The Rev. Alice Connor

Please reflect on your participation in the life of your congregation, the diocese, and the larger community:

I see my work with the Edge House campus ministry as an extension of my baptismal vows, in particular to respect the dignity of every human being. Foundational to my life and to this community is loving curiosity. How can we understand ourselves and others better rather than jumping to offense and exclusion? How can we live out Jesus’ practice of meeting people where they are rather than where we think they should be? How can we be more compassionate humans?

I restarted the campus ministry at the University of Cincinnati 11 years ago and this ever-shifting congregation of students has been my church ever since. Their willingness to explore new ideas and practices, their sense of the possibilities of the universe, their compassion and missteps have fed and challenged me in my own faith. At the Edge House, we conduct weekly dinner-church called Nosh, we have semester-long discipleship groups, we practice kindness and curiosity on our Red Couch, we protest, rally, and vote, and we play so many board games. All of these things serve to draw us together as a body and to push us outside our walls into our neighborhood the campus. I have also served as chaplain at various Procter summer camps over the years and on the Evangelism Commission.

Why do you feel God is calling you to serve in this position?

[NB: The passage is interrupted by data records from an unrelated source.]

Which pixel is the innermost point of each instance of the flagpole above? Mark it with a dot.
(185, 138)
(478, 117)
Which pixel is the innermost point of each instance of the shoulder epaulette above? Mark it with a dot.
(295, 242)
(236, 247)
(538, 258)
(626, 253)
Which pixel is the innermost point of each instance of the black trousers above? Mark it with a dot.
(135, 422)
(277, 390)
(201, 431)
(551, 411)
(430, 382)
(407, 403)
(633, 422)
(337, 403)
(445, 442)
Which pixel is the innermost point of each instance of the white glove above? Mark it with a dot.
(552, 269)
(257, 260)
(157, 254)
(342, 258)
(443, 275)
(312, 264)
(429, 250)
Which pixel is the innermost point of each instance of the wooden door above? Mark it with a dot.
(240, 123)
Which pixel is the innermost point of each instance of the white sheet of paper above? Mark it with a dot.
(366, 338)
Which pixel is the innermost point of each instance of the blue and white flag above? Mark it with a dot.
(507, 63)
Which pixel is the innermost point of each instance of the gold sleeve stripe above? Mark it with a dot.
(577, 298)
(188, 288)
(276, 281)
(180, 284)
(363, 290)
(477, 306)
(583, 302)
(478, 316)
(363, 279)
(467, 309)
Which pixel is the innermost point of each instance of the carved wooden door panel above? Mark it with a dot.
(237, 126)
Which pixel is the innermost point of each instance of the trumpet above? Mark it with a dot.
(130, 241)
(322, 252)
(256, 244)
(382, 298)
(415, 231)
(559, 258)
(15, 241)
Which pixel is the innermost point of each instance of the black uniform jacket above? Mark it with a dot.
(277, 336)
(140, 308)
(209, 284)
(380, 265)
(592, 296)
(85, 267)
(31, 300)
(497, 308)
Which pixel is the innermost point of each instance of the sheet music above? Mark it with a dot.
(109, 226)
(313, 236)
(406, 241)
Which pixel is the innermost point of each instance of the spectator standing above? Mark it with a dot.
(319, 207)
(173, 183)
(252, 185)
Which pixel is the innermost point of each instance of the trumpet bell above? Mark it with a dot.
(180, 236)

I have felt for some years a nudge from God to offer myself in leadership to the diocese. In particular, my experience with college students and what some might call the edges of the Church helpful and even pivotal for the future of our larger community. The church has been shifting dramatically for some time now and our congregations are filled with a mix of fear and hope. How will we survive? Will new generations love the Church like we have? Will they even be around? Yes, they will, and we will survive and thrive. But it will look different. I am called to Diocesan Council, I believe, because I can speak my own mind and the mind of younger generations with curiosity and grace.